I’m even working on a board game designed around the gimmick of posing two figures engaged in a fistfight – more on that soon.
The culmination of a lot of work. I’ve always wanted a figure that was:
Fully 3d printed (no need to glue, use screws, etc)
Can be easily be printed with FDM
Highly articualted (180deg bends, poseable toes, etc)
Easily swappable hands, with several poses
Free files
One thing of note, this project requires two filaments:
a TPU (or other flexible filament) to provide the friction and reduce joint creep
a PLA (or petg or other ‘norma;’ rigid filament)
I used a cheap, 95a-hardness TPU for most of my testing, which worked great – but the design should work for several TPU types.
For a single figure, will need to print:
~ 12 joint-posts
~ 30 TPU-caps
All STLs in the ‘default’ or ‘thin’ body type ZIP folder
Might be good to print a few extra of the joint-posts and TPU-caps just in case.
I’ve also included an arrow-holder and ball-holder that should make assembling the double-barbell-joints easier. Makes it nicer to assemble the joints with your hands, or to lay them flat on a table to press fit.
Other projects like A.D.A.M., 3d printable bionicle, modibot, etc – they are all fantastic projects (and may fit your use case better) but did not quite fit my wants.
(Though, of course, I’ve not tried every action figure project out there.)
Brims are recommended, but and a few pieces will require supports (the hands and insertion-hips are the only ones that come to mind). Most everything will print flat, and in an orientation that gives its hinges enough strength.
This design is not perfect – the ‘wrist’ post on the hands should likely be elongated a few mm to allow for a tighter wrist bend, different filaments may have different friction and thus different ideal tolerances, etc – but the design should give you a great starting place.
I’ve included:
the blender file with rigged hands (for making your own hand poses)

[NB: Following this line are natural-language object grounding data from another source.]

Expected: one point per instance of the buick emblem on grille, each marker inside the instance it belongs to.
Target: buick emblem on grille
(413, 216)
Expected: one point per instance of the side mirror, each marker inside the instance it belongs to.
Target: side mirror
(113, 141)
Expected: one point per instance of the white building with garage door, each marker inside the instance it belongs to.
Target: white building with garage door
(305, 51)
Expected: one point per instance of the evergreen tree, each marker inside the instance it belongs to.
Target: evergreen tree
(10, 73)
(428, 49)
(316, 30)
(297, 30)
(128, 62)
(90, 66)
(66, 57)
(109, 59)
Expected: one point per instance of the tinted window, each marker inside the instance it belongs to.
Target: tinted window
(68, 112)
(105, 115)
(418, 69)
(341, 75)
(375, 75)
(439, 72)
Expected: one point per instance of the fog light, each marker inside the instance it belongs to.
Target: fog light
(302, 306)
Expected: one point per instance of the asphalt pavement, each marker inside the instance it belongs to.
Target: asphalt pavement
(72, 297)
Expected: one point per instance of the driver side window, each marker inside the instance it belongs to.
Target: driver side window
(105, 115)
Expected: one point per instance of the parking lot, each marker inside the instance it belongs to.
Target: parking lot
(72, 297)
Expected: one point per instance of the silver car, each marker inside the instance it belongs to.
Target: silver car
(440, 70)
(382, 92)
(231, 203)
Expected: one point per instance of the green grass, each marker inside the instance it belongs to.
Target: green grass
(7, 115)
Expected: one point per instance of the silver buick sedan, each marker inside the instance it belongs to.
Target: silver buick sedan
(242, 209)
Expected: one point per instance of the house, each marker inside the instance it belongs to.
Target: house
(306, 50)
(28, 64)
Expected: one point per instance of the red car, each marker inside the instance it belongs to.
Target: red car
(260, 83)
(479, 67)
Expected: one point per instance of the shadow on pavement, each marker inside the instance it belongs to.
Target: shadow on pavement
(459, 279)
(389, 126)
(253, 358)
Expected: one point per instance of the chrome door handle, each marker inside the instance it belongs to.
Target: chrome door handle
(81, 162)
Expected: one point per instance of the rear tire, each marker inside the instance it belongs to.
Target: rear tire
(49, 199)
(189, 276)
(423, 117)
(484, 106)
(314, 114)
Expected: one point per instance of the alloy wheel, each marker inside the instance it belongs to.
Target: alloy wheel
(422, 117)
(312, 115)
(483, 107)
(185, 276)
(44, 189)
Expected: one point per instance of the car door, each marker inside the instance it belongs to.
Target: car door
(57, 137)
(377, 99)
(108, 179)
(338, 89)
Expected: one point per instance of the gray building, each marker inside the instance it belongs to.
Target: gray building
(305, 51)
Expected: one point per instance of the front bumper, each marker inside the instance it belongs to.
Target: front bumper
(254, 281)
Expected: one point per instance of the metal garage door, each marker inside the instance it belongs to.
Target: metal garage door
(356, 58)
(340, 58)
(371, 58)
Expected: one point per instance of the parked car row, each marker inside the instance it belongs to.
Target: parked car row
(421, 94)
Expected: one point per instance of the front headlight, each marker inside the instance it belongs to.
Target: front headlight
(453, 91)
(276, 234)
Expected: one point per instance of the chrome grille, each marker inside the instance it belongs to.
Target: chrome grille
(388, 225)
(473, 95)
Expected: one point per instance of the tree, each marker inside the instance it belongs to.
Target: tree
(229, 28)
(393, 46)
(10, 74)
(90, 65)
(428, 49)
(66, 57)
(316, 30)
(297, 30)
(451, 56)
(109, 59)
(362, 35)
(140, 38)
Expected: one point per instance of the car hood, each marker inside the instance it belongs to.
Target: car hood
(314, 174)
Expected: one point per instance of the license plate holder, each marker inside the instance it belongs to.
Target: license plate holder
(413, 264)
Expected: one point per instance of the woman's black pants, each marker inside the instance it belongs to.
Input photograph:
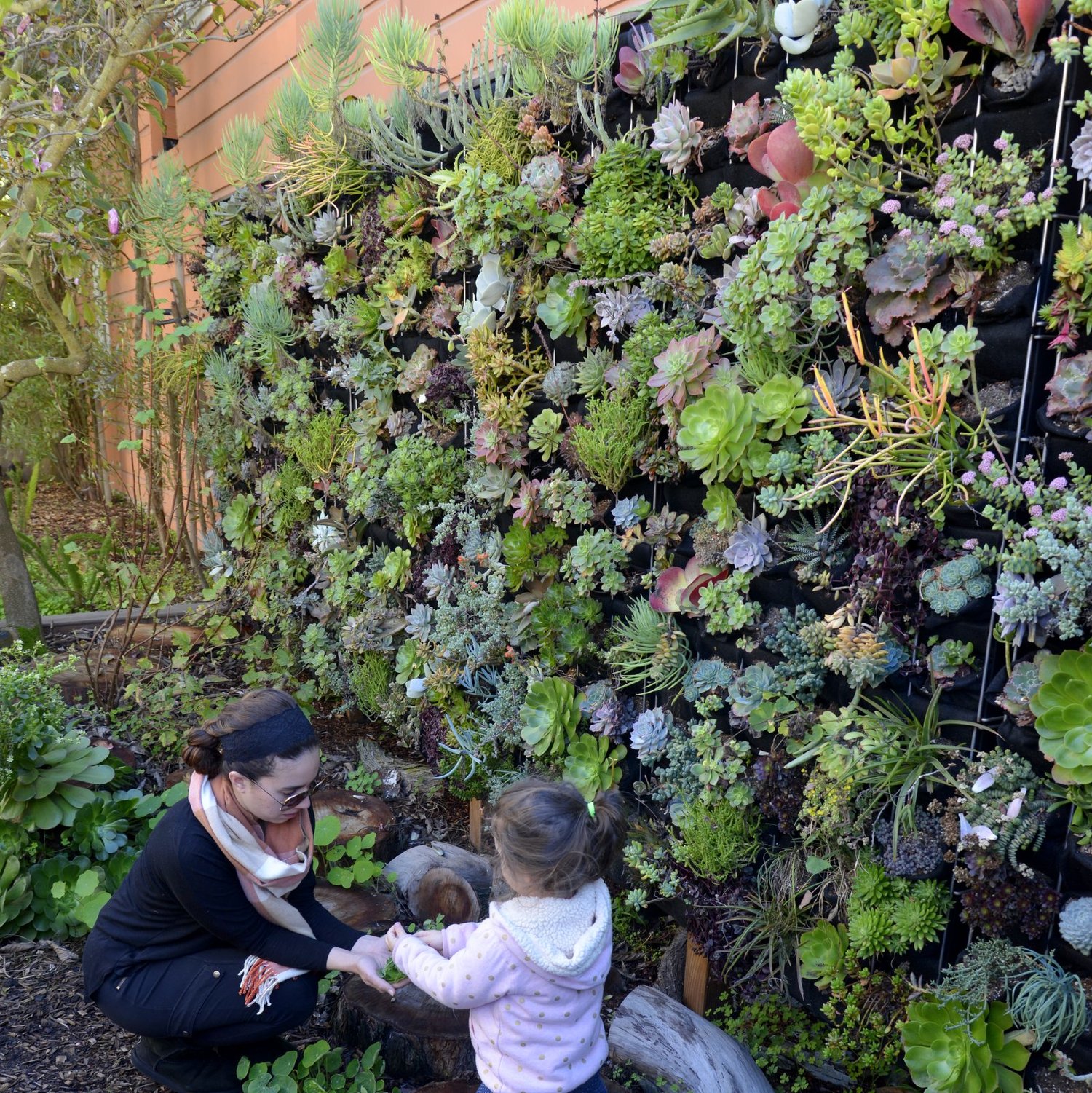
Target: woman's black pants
(197, 998)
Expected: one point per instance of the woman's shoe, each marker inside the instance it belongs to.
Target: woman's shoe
(184, 1067)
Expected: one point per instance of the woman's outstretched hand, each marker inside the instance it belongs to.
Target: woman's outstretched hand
(368, 960)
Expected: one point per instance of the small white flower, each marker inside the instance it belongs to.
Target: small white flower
(980, 831)
(985, 781)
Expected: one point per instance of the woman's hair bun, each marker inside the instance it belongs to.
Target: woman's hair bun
(204, 751)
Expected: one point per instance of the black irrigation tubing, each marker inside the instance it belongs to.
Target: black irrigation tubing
(1034, 366)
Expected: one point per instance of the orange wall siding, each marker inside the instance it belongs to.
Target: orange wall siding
(226, 80)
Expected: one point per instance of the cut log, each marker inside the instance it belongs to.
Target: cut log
(360, 814)
(419, 1038)
(411, 867)
(442, 891)
(695, 979)
(368, 912)
(660, 1038)
(671, 971)
(477, 816)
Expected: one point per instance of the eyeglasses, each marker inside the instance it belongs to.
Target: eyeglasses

the blender file with a rigged body (for VFX combining your prop and a digital scene)
the OnShape CAD for designing new bodies
(The long, short, shortest segments are not for anything in particular – just for you to test with, play with lengthening your people, or use in your own remixes)
I’ve also worked on a stand (for stop motion and more control of posing) and a magnetic hand system – so follow for those projects as well.
Yeah – like with all my projects, I’m no engineer – but hopefully this works for y’all well as it has worked for me. Thanks!